The slowest part about this whole process is saving up enough money to make a large meaningful investment so trading commissions will eat up next to nothing.


----------



## Brad911 (Apr 19, 2009)

I have a gridstone account JG that I hardly use (courtesy of Seeking Alpha). I'm pretty sure their software will give you what you want. Are you performing a screen or just interested in specific companies?

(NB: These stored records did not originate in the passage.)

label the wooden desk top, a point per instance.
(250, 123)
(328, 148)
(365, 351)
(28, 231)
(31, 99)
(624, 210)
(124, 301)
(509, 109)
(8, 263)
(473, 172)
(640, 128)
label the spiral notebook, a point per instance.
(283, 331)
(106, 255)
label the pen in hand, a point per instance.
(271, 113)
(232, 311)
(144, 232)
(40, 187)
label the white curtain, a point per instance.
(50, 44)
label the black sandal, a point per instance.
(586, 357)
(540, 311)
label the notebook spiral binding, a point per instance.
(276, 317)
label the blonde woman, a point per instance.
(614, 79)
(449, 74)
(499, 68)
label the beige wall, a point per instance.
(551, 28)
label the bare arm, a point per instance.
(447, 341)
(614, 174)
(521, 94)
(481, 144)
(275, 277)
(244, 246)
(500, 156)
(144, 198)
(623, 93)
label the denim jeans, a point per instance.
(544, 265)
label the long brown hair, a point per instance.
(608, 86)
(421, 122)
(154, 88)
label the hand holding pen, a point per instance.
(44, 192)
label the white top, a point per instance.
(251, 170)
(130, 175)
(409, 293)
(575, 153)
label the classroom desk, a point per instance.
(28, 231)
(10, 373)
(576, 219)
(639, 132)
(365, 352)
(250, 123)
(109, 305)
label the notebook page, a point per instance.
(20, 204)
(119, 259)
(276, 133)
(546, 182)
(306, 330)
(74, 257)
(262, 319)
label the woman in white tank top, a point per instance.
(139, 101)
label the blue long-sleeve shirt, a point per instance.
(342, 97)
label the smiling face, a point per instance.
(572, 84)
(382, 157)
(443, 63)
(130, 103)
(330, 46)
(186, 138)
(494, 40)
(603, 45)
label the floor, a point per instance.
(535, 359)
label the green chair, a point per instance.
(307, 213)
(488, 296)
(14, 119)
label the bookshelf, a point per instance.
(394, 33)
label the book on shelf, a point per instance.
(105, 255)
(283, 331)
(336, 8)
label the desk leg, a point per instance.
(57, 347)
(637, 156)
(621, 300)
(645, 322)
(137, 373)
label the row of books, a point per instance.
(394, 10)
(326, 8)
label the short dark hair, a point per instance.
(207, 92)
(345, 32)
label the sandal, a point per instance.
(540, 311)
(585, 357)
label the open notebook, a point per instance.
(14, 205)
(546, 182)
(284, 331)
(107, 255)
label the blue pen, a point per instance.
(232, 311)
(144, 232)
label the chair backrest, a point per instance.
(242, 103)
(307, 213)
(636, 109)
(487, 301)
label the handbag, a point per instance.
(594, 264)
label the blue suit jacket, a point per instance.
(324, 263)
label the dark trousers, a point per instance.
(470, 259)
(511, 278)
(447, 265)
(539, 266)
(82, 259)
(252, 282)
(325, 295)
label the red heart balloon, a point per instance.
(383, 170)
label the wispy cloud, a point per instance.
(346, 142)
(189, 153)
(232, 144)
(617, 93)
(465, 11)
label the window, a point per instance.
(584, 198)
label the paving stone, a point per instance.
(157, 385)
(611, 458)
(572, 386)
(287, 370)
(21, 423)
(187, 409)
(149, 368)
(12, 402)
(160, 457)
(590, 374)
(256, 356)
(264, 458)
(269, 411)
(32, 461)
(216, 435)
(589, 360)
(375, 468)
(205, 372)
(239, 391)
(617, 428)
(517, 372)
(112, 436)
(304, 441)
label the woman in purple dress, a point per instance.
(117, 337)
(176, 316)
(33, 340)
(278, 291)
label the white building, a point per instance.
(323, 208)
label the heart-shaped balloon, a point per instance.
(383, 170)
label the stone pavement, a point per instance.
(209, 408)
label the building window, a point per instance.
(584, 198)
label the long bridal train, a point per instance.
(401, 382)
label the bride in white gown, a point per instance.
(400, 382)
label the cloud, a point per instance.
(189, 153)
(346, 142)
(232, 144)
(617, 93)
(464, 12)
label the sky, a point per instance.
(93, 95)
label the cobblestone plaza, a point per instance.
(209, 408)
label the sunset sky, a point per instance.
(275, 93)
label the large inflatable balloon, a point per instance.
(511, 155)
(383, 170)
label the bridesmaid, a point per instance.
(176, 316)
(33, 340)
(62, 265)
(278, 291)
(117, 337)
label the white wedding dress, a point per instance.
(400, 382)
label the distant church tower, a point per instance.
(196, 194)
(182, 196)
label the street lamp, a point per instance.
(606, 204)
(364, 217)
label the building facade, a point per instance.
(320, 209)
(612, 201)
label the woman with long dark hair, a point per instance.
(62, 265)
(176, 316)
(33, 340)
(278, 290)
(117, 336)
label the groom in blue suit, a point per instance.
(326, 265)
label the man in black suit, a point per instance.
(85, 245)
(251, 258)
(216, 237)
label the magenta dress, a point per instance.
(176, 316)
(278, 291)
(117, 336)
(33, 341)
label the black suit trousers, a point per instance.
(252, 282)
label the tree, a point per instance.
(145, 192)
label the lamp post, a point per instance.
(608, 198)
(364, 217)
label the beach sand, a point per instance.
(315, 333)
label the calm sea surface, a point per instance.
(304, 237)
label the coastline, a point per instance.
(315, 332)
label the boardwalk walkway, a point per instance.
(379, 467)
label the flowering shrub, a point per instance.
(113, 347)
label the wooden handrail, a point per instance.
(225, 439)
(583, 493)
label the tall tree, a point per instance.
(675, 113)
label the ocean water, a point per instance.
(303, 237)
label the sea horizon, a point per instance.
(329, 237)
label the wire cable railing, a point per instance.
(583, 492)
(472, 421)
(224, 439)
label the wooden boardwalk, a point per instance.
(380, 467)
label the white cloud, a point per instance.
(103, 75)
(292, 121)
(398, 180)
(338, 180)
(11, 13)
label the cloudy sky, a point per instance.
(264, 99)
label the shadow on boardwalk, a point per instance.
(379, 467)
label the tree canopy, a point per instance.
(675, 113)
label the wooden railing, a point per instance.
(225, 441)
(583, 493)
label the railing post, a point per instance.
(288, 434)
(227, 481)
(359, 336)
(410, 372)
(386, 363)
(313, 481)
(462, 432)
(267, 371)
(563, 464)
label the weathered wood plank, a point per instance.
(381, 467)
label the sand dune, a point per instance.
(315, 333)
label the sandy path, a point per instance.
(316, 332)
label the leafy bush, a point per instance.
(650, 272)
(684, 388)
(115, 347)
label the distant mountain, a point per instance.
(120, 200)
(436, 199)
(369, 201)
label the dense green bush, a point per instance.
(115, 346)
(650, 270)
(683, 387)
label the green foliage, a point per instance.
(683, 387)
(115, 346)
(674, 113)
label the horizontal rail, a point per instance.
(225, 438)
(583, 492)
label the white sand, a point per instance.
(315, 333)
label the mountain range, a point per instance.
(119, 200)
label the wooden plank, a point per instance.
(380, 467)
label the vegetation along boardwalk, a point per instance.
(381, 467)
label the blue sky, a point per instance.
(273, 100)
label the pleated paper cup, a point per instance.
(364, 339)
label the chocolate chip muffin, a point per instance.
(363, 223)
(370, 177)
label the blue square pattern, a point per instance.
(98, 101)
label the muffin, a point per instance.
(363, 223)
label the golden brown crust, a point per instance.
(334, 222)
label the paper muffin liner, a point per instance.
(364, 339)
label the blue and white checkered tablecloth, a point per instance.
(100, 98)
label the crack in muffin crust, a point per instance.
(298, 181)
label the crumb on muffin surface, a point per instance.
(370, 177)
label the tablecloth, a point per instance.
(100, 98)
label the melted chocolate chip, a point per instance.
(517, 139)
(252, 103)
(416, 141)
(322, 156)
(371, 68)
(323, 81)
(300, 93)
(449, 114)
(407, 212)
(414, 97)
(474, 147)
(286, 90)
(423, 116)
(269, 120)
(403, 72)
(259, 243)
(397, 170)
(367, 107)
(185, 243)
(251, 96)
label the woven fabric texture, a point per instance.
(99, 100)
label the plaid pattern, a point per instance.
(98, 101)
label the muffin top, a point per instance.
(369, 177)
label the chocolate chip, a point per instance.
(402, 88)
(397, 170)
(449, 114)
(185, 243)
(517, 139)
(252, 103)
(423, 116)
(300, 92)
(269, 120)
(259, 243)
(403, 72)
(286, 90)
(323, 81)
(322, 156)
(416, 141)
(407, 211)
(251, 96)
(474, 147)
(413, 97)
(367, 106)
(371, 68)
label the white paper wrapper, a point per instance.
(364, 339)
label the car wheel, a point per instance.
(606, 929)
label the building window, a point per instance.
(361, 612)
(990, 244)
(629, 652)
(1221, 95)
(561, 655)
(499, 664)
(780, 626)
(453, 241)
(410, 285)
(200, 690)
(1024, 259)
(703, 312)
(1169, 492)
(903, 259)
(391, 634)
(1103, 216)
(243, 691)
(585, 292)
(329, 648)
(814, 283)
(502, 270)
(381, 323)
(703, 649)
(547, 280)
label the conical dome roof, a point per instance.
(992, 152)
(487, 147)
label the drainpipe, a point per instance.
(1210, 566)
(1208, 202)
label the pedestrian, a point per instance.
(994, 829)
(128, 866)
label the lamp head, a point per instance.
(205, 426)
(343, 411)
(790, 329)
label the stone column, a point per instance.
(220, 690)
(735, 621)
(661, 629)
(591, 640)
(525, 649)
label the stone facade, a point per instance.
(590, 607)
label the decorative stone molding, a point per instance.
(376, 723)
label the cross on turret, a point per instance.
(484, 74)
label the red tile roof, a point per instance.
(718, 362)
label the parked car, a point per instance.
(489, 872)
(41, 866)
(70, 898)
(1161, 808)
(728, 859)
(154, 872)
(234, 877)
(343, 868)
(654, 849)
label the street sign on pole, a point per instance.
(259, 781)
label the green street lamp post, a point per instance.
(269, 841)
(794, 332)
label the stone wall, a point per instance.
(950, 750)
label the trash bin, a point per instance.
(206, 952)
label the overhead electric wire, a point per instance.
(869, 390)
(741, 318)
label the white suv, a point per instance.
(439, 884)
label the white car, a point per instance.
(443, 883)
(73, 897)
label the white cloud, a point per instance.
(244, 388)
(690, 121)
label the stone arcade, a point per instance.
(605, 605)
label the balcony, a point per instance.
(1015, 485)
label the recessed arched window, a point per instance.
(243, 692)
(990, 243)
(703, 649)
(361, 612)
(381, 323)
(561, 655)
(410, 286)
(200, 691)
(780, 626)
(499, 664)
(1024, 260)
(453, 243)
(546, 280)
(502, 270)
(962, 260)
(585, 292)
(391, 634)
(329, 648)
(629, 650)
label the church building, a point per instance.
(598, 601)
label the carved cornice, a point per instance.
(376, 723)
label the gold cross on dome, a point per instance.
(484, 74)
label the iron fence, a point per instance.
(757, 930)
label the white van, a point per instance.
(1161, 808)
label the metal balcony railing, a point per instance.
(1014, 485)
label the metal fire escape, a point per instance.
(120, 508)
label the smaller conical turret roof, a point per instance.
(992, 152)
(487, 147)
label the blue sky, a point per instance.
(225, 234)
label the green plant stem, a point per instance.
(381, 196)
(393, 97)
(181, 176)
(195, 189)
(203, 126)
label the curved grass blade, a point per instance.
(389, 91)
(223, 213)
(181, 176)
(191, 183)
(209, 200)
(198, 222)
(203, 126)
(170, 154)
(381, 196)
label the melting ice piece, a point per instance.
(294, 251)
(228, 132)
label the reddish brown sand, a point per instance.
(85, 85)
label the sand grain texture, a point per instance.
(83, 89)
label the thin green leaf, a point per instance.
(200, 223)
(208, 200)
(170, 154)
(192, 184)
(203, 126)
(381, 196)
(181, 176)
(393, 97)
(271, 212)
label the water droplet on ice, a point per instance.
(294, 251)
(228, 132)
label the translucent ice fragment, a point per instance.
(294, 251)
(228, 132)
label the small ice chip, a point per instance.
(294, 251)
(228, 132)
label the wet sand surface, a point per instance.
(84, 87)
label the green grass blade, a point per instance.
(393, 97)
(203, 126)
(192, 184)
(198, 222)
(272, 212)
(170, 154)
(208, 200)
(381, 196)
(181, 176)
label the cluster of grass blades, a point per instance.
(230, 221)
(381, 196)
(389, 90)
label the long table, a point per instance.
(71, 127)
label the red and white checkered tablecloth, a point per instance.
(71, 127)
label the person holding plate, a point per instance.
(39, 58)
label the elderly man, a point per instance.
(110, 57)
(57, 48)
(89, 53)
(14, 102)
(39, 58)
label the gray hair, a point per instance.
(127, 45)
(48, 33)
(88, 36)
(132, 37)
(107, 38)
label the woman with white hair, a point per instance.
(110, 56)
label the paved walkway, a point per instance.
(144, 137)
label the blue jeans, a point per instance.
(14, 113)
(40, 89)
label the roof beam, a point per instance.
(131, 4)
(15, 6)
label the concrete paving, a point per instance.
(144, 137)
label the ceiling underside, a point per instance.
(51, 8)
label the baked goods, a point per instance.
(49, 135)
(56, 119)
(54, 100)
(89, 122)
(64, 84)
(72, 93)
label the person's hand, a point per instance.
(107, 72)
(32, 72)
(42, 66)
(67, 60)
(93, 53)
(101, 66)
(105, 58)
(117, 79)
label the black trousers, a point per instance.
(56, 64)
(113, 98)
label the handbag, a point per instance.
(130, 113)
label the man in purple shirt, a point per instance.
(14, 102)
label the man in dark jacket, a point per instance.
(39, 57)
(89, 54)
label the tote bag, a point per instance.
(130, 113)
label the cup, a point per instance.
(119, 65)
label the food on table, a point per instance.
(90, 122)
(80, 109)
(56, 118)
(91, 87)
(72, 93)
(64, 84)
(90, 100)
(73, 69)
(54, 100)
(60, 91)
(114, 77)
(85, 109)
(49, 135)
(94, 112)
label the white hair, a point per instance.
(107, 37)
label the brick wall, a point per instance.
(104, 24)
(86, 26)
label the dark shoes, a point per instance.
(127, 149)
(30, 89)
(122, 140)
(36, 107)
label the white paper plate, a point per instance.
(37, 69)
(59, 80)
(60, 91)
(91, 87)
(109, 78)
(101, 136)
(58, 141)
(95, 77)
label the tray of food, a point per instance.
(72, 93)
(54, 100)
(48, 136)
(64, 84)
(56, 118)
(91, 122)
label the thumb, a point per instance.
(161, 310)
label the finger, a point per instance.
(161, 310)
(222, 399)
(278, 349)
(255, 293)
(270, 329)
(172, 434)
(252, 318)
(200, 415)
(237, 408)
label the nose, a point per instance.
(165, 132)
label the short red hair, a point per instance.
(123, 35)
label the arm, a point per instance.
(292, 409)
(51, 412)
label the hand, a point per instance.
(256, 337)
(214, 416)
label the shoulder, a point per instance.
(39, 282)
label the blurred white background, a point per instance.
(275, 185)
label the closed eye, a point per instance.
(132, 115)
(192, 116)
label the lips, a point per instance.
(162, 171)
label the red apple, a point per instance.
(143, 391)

There's a nifty excel add-in that you can use and the data I've seen (just farting around in the web-based program) is good. I tend to crunch my numbers long hand from financial statements, but if you want to use the account send me a nod via email and we'll talk.


----------



## cannon_fodder (Apr 3, 2009)

FinancialJungle said:


> Does anyone know of a free or almost free source to download financial data of the S&P 500 constitutes? By financial, I mean revenues, profits, cashflow, dividends, margins, and also historical values. And the data doesn't have to be current.
> 
> XML or CSV format would be ideal. The idea is to upload this to a database so I can run my own custom screens as none of the stock screens out there meet all my needs.
> 
> I worked with Capital IQ on a project before, but they charge $800US for an annual membership. Honestly, I think that's a fair price, but if there's a less expensive althernative, why not?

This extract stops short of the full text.